Use case characteristics​:

  • The AI model only tells what is on the whole input image (image classification).​

  • Low input resolution: 224 x 224 ≈ 0,05 Mpx.​

  • Images are evaluated and post processed individually.​


  • Identify what type of product is on the image.​

  • Identify if the product on the image is okay on large scale or not.​

Basic performance setup​:

  • Single camera ​

  • 1 Gigabit network​

  • CPU based device

High performance setup​:

  • n.a.

Test scenario: Medium complexity use case

Use case characteristics​:

  • The AI model identifies multiple objects on the input image (object detection).​

  • Medium input resolution: 640 x 640 ≈ 0,4 Mpx.​

  • Images taken at the same time might be processed together.​​


  • Identify smaller defects on an object.​

  • Identify faulty objects arriving in multiple rows on a conveyor belt.

Basic performance setup​

  • Single camera ​

  • 1 Gigabit network​

  • CPU based device

High performance setup​

  • Multiple cameras​

  • 10 Gigabit network​

  • GPU based device

Test scenario: High complexity use case

Use case characteristics​:

  • The AI model identifies multiple objects on the input image (object detection).​

  • High input resolution: 2448 x 2024 ≈ 5 Mpx.​

  • Images taken at the same time are processed together.
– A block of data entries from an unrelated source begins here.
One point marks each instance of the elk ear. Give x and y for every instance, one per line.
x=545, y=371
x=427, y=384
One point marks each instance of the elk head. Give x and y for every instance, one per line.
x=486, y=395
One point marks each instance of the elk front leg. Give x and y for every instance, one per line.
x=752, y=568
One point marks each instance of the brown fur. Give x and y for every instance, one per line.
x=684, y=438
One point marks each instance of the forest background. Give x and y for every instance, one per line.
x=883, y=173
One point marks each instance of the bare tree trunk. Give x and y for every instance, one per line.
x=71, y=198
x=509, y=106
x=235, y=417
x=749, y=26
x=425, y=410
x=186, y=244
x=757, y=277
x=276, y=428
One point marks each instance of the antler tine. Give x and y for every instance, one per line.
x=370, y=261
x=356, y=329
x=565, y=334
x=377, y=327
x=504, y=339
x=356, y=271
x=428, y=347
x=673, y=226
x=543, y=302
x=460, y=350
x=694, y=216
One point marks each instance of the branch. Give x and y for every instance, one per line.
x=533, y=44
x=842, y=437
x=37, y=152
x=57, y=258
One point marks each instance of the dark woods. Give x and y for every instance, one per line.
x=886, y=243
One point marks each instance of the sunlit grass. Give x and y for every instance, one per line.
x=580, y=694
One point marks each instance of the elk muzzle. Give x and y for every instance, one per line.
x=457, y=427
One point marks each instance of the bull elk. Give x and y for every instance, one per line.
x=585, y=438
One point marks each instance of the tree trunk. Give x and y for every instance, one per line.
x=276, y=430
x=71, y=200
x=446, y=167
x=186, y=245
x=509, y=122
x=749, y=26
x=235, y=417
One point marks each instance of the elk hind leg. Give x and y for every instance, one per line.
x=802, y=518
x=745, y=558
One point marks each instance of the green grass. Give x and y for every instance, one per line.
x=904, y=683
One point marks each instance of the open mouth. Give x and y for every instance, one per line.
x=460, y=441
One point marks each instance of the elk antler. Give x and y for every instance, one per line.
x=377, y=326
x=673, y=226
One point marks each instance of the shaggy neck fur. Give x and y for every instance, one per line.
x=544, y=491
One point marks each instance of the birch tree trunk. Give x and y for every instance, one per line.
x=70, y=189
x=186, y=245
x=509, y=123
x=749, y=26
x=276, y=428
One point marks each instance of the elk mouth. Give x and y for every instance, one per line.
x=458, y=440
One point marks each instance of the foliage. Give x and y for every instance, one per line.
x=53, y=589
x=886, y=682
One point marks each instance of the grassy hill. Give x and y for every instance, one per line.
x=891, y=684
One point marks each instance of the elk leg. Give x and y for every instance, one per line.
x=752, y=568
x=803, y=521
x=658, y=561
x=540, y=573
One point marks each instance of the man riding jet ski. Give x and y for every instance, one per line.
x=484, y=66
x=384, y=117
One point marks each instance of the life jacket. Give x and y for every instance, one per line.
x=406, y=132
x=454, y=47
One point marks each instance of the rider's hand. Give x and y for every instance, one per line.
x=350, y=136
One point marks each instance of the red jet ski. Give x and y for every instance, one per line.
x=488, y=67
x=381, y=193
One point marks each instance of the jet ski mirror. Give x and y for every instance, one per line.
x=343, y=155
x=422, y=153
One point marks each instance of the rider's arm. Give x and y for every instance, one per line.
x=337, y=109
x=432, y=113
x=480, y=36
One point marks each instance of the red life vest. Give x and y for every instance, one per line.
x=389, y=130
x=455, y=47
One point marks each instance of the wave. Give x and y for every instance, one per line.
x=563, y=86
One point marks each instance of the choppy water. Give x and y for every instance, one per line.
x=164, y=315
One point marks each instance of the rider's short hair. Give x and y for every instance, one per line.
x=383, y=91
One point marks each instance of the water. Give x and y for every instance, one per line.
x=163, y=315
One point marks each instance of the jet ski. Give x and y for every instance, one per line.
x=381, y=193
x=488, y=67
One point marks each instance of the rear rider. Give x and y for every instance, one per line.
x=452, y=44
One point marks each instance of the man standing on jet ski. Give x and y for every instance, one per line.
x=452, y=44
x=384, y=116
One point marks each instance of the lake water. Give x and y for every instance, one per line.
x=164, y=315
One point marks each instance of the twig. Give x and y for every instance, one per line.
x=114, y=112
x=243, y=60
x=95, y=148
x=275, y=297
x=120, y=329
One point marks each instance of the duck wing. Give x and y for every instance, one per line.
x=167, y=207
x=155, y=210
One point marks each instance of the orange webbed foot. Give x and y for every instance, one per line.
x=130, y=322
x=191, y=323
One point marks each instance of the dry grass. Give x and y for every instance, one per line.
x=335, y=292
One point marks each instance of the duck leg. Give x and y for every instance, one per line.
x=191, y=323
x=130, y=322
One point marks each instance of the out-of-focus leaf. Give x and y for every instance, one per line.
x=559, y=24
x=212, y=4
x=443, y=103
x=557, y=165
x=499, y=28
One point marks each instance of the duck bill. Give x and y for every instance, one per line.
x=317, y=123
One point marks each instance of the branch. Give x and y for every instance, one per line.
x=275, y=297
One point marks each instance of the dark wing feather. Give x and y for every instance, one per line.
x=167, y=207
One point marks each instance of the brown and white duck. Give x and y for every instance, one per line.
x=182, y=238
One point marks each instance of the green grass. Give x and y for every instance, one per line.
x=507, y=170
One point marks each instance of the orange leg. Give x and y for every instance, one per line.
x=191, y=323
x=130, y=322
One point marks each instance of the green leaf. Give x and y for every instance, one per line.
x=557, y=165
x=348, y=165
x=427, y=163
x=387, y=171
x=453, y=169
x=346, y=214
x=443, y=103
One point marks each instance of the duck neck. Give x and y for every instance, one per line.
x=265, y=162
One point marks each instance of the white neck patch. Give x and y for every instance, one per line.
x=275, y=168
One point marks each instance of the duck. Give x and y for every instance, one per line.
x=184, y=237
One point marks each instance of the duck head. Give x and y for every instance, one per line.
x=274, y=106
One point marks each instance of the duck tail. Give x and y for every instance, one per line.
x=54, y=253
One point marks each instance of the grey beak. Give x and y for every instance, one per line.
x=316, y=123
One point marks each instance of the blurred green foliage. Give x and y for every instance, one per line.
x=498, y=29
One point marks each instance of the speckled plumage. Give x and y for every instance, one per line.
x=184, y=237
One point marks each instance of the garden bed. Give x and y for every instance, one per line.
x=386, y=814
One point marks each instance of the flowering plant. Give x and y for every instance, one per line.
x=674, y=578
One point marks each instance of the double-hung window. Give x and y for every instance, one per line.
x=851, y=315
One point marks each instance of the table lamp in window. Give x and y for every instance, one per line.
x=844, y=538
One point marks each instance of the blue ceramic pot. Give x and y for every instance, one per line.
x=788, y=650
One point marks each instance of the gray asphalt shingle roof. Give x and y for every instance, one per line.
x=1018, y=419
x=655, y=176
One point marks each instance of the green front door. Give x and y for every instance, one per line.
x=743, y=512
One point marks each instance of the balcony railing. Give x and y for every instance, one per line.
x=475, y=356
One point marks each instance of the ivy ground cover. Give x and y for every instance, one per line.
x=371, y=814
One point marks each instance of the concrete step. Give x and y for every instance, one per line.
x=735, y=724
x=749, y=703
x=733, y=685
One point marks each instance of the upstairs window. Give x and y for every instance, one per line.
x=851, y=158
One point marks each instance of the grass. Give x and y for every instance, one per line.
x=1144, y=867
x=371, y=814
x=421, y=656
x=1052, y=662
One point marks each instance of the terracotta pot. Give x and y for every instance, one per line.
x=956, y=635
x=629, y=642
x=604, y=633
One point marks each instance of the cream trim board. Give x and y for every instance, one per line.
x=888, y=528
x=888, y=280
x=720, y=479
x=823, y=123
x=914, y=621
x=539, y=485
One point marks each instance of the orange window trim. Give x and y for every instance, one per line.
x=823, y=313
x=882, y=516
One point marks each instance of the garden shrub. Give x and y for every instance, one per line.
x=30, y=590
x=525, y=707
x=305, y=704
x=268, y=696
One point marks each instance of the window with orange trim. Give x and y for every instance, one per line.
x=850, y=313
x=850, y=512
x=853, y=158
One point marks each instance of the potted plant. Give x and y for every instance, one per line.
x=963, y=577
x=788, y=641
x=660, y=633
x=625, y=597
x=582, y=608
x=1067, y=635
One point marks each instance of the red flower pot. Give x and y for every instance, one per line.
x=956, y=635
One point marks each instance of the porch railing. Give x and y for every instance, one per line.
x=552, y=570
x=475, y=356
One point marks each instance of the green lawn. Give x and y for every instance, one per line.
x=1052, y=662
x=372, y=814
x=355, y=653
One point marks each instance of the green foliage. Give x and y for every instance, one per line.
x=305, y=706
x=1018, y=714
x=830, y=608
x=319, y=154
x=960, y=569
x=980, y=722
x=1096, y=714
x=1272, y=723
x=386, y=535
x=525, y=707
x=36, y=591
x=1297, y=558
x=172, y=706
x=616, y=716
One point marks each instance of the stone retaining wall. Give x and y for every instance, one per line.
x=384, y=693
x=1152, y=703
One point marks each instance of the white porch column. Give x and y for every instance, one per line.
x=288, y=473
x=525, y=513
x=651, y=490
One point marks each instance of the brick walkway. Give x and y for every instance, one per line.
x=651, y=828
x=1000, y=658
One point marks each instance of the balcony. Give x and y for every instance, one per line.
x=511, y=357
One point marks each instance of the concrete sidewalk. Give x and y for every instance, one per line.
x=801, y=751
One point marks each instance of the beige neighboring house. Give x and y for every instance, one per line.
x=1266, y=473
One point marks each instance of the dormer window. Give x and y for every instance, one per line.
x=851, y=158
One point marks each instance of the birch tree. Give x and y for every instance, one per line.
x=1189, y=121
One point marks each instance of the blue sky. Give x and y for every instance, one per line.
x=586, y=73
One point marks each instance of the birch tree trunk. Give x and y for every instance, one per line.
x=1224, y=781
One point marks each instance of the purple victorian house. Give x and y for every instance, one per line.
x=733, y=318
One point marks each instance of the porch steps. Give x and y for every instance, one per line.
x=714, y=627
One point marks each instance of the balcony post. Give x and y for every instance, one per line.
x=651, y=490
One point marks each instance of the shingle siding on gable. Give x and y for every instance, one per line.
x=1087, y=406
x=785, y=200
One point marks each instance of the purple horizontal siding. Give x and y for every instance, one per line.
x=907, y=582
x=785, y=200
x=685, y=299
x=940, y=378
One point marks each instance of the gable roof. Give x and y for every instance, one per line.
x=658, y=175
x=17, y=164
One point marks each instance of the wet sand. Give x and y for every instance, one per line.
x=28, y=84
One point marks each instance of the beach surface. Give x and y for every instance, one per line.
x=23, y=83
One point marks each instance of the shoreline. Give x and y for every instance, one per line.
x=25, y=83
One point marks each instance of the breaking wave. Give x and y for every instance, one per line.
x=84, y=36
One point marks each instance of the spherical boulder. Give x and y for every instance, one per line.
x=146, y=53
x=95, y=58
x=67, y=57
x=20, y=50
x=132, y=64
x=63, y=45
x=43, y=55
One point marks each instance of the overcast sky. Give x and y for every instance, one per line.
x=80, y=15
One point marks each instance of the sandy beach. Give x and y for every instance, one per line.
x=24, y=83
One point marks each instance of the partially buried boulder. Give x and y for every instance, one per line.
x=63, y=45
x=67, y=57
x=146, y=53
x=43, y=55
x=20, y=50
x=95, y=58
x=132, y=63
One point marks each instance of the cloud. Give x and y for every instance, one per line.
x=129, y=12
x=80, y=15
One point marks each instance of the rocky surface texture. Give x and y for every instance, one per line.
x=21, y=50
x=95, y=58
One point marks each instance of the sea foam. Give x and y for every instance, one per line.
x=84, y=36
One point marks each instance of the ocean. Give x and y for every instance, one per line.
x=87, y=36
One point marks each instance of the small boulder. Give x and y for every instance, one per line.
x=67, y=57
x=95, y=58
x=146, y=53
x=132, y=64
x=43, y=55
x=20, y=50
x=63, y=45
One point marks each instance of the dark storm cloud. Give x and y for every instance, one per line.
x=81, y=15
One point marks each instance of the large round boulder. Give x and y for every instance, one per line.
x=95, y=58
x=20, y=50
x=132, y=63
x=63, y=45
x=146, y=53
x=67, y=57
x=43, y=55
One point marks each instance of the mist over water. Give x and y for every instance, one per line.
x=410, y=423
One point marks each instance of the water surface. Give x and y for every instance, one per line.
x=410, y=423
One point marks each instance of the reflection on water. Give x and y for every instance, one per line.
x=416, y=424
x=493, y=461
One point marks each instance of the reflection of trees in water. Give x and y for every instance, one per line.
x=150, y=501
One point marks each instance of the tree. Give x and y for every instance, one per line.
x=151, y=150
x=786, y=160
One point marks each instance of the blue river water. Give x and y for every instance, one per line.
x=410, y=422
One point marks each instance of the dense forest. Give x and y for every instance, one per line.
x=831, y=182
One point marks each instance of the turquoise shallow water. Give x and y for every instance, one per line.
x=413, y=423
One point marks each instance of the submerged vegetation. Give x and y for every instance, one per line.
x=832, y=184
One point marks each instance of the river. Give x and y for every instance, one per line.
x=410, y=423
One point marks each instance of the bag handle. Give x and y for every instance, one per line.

  • Identify very small defects on a large object, e.g. a car body part.

Basic performance setup​

  • n.a.

High performance setup​

  • Multiple cameras​

  • 10 Gigabit network​

  • GPU based device

Test scenario / Use case Image resolution Color format Model Hardware setup Thoughput Latency CPU and GPU load (%)
Low complexity 224x224 ~ 0,05 MPx RG8 MobileNet with 224x224 input 1-8 Basler ace 2 cameras, 10 Gigabit network, IPC BX-59A with NVIDIA L4 GPU 160 FPS overall ≈ 9600 PPM​ 6 ms avg / 34 ms max pipeline latency​ < 20%
Medium complexity 640x640 ~ 0,4 MPx RG8 YOLO v7 tiny with 640x640 input 1-8 Basler ace 2 cameras, 10 Gigabit network, IPC BX-59A with NVIDIA L4 GPU 80 FPS overall ≈ 4800 PPM​ 13 ms avg / 43 ms max pipeline latency​ < 20%
High complexity 2448x2024 ~ 5 MPx RG8 upscaled object detection with 2448x2024 input 1-8 Basler ace 2 cameras, 10 Gigabit network, IPC BX-59A with NVIDIA L4 GPU 5 FPS overall ≈ 300 PPM​ 500 ms avg / 515 ms max pipeline latency​ < 20% CPU, <15% GPU

Notes: Every use case is individual. The benchmarks were chosen to represent an average.​ Do not compare E2E system performance with MLPerf benchmarks covering raw model inferencing only. ​ Tuning performance for a given use case means finding a viable balance between prediction speed and accuracy.​ Tuning levers include but are not limited to:​

  • Hardware used​

  • Image and model resolution​

  • Choice of model architecture​

  • Pre- and postprocessing code​

  • Selection of training data

Throughput and load figures include:​

  • Siemens Vision Connector receiving images from a real camera​

  • AI Inference Server running the images through the given AI pipeline​

  • Basic pre- and postprocessing in the pipeline.​

  • Base load of Industrial Edge device​

The tests were executed on a prototype BX-59A. An official BX-59A IED with L4 GPU and 10 gig NIC will be measured soon.